Lynda Benglis (born 1941 in Lake Charles, Louisiana) is an American sculptor, installation artist, and provocateur whose work has been central to the development of postminimalist and feminist art since the late 1960s. She studied at the Newcomb College of Art in New Orleans before moving to New York, where she quickly became embedded in the vibrant downtown art scene of the late 1960s and entered into dialogue with the leading figures of minimalism and process art. Her early mentors and interlocutors included artists associated with the Paula Cooper Gallery, where she became a key figure.
Benglis is best known for her poured latex and foam works of the late 1960s and early 1970s, in which liquid materials were allowed to flow, pool, and solidify on the floor of the gallery, creating organic, bodily forms that challenged the rigid geometric vocabulary of minimalism with something sensuous, unpredictable, and irreducibly physical.
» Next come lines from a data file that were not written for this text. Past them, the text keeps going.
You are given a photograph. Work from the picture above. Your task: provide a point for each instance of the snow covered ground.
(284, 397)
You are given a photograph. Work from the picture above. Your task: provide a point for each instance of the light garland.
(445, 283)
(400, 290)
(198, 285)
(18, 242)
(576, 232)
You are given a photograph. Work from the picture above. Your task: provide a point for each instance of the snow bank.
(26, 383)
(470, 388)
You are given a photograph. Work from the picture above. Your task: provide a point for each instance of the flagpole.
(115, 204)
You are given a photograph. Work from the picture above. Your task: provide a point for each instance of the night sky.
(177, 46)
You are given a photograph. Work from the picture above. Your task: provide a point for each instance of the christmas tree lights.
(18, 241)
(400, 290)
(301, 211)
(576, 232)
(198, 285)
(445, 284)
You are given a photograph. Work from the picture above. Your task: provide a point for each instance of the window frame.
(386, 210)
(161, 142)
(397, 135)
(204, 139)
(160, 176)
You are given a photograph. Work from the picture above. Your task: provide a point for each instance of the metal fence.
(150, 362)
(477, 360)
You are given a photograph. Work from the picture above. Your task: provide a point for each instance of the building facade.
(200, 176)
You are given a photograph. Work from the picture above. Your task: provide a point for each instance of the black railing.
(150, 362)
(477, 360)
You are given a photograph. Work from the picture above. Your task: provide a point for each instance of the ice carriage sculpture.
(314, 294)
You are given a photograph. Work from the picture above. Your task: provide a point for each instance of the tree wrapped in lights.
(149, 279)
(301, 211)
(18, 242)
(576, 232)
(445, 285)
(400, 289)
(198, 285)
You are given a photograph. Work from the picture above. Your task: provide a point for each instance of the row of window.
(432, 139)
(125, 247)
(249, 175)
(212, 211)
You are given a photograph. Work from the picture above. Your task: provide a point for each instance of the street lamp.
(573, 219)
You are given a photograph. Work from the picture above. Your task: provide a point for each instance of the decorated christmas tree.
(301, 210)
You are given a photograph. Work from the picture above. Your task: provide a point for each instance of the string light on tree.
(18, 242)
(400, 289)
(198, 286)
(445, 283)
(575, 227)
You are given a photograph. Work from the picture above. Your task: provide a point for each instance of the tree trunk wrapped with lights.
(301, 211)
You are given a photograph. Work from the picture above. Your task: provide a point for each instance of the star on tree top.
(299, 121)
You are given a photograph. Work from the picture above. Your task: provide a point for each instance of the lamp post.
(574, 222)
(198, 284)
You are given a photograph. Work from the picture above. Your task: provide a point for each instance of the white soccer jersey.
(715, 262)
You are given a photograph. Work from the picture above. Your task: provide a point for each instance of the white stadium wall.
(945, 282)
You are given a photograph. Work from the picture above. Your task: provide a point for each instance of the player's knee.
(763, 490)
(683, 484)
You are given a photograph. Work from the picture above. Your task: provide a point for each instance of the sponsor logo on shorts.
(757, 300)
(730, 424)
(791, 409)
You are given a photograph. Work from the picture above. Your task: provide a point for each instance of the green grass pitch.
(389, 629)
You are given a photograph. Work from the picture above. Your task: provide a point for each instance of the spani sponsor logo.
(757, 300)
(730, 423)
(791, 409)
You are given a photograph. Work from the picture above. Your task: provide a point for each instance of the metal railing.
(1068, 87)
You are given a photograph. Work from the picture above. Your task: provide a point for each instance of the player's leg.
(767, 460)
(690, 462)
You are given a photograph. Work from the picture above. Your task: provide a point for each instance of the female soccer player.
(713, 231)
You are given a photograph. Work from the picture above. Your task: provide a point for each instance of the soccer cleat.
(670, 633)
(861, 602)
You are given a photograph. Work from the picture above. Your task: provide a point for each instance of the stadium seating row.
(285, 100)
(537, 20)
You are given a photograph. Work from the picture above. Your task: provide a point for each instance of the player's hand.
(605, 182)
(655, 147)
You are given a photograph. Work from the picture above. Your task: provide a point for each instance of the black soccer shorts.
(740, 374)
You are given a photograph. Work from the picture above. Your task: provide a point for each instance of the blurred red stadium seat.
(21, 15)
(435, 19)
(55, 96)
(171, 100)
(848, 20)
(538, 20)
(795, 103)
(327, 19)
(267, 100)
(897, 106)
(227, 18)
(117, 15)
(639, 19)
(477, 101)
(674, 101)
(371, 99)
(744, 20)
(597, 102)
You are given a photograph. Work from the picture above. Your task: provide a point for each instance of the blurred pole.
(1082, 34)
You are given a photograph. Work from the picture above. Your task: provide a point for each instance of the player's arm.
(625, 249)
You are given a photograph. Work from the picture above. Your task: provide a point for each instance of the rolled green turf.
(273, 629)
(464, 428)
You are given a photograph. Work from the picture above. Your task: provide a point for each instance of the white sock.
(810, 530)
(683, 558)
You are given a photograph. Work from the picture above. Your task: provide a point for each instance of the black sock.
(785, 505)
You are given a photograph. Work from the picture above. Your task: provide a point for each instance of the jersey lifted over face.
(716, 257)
These works explored the relationship between the body and sculpture in ways that anticipated the concerns of feminist art theory. Her metallic knot sculptures, developed from the 1970s onward, twist and coil in space with an exuberant energy that speaks to both classical drapery and contemporary abstraction.
Benglis is also known for her provocative self-promotional advertisements and performances, most famously a 1974 Artforum advertisement in which she appeared nude with a dildo — an audacious act of self-commodification and feminist critique that generated fierce debate about gender, sexuality, and the art world's double standards.
Throughout a career spanning more than five decades, Benglis has continued to push the boundaries of sculpture, video, and installation. Her work is held in major museum collections worldwide, and she is recognized as one of the most significant and intellectually adventurous artists of her generation.